A security flaw in Microsoft.AspNetCore.DataProtection NuGet versions 10.0.0 through 10.0.6 allowed forgery of authentication payloads during HMAC validation due to faulty signature verification, potentially enabling decryption of payloads and token forgery.

Microsoft notes that exploitation could enable attackers to decrypt payloads and, if used for authentication, to obtain legitimately signed tokens, though it does not directly impact system availability.

Microsoft released a fix in ASP.NET Core 10.0.7 to address a regression in the DataProtection library that caused incorrect HMAC computation and potential forgery of authenticated payloads.

A patch is available in ASP.NET Core 10.0.7; users should update to mitigate the risk.

The article includes promotional or external links and mentions an Autonomous Validation Summit, which are ancillary to the security update.

Context includes related updates, such as an October patch for an HTTP request smuggling bug in Kestrel (CVE-2025-55315) and recent out-of-band Windows Server security updates in April 2026.

An anonymous researcher disclosed the vulnerability, prompting urgent out-of-band updates to reduce exposure.
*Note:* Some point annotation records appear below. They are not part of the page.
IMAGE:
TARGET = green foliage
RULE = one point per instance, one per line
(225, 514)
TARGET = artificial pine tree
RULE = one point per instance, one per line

Recommended remediation includes rebuilding affected applications, expiring and rotating cookies and tokens, and applying the 10.0.7 Data Protection tokens.

Microsoft says exploitation in the wild is currently unlikely but urges patching to mitigate potential attacks.

Exploitation requires three conditions: using 10.0.6 (directly or via dependencies), the NuGet library loaded at runtime, and running on non-Windows OSes like Linux or macOS.

Upgrading to 10.0.7 or later requires rotating the DataProtection key ring to invalidate previously issued tokens and prevent forgery post-upgrade.